Para a empresa, ela só vai estar vendo o aumento da lucratividade dela. Para a produção, só boa notícia. Agora, para o dono da produção, vai pagar o que nunca pagou – e deveria ter pago.
IN$ – Ainda no campo das críticas, temos a de que os estados e municípios arcariam com a maior parte da redução da arrecadação. Como você enxerga isso?
Rosenberg – Veja, nós estamos fazendo uma bruta reforma no Imposto de Renda e não estamos mexendo na contribuição social [CSLL, a Contribuição Social sobre o Lucro Líquido]. Qual é a diferença entre os dois? O Imposto de Renda vai uma parte substancial para uma vala comum que é o fundo de participação dos estados e municípios. A contribuição não, porque a contribuição não é imposto. Olha se isso não é pedalada.

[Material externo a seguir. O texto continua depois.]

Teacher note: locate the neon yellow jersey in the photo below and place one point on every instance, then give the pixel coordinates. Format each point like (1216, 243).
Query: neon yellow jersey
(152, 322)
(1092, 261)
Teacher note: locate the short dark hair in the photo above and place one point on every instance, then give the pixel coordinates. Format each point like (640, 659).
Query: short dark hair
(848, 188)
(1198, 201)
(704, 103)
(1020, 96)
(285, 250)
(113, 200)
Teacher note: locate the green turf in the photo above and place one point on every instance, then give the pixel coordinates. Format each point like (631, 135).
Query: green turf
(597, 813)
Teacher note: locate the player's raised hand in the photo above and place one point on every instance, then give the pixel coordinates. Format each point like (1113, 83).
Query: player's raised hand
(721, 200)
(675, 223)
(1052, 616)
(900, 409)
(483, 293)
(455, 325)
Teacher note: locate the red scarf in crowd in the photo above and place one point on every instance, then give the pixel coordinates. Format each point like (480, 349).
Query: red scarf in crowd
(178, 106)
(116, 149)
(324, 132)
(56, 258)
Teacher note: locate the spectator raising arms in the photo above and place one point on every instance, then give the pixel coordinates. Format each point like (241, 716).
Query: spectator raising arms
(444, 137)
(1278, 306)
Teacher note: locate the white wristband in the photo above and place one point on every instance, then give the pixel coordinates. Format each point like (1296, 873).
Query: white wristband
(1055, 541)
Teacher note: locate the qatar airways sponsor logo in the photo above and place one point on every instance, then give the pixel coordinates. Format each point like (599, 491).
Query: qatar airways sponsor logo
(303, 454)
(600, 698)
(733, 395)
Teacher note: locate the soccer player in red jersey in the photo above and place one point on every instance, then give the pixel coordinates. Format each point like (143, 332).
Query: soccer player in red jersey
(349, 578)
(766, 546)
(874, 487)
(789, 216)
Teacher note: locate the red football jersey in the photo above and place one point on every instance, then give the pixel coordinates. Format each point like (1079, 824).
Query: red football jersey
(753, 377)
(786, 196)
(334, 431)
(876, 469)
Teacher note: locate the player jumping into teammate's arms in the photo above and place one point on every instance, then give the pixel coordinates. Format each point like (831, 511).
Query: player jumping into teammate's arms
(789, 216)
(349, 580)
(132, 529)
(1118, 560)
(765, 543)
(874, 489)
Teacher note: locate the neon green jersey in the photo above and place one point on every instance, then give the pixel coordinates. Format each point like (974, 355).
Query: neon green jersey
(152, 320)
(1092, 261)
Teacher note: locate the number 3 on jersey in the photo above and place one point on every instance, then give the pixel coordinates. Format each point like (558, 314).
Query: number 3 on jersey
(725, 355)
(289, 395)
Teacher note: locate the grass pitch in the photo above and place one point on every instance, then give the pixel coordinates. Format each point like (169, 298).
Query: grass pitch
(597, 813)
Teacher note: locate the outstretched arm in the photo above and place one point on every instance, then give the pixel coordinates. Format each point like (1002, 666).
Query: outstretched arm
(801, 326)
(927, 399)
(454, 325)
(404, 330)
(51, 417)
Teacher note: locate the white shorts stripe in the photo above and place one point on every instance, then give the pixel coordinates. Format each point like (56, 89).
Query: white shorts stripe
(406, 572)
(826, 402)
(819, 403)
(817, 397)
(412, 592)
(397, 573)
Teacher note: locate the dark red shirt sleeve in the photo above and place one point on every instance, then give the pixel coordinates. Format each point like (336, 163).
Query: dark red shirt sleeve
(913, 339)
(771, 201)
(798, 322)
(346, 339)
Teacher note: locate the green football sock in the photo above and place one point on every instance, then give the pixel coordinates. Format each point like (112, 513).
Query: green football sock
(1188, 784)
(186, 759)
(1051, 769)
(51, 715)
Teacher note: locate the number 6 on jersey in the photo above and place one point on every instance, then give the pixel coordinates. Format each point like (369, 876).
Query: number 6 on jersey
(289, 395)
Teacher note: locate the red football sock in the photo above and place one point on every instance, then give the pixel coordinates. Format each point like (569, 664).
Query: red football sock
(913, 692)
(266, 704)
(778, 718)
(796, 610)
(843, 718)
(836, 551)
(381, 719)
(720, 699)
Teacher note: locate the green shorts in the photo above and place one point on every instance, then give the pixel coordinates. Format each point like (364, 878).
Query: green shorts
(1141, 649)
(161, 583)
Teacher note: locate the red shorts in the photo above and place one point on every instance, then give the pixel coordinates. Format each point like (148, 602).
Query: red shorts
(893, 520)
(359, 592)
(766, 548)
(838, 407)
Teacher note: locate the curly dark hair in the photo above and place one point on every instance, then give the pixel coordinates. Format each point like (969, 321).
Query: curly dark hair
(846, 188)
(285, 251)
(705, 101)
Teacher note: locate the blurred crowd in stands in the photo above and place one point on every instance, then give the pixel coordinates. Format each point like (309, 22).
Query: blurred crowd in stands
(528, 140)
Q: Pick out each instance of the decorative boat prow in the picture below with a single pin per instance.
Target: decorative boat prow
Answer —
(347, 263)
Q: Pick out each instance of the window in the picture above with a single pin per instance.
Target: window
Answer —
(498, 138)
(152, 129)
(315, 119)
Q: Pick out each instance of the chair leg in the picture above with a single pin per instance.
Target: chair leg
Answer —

Quando alguém faz uma reforma para tratar do assunto de Imposto de Renda, deveria mexer na contribuição. Primeiro, acabar com essa palhaçada. Por que uma coisa que tem cor de picolé, gosto de picolé e palito de picolé não é picolé? Essa distinção é uma sacanagem que a gente fez no governo federal para criar um adicional de Imposto de Renda sem ter que partilhar com estados e municípios. Numa hora em que você está fazendo uma reforma dessa, por que não junta as duas coisas e acaba com essa confusão?
IN$ – A reclamação de prefeitos e governadores então faz sentido?
Rosenberg – Faz. Nós não sabemos como vai acabar isso tudo depois de passar pelo Parlamento. Mas tudo se faz com redução da alíquota do Imposto de Renda Pessoa Jurídica, mas mantém a contribuição social. É isso que os estados reclamam. ‘Na parte que ele tem que dividir conosco, (o governo federal) é generoso e deixa baixar. Agora, no dele ele não mexe?’.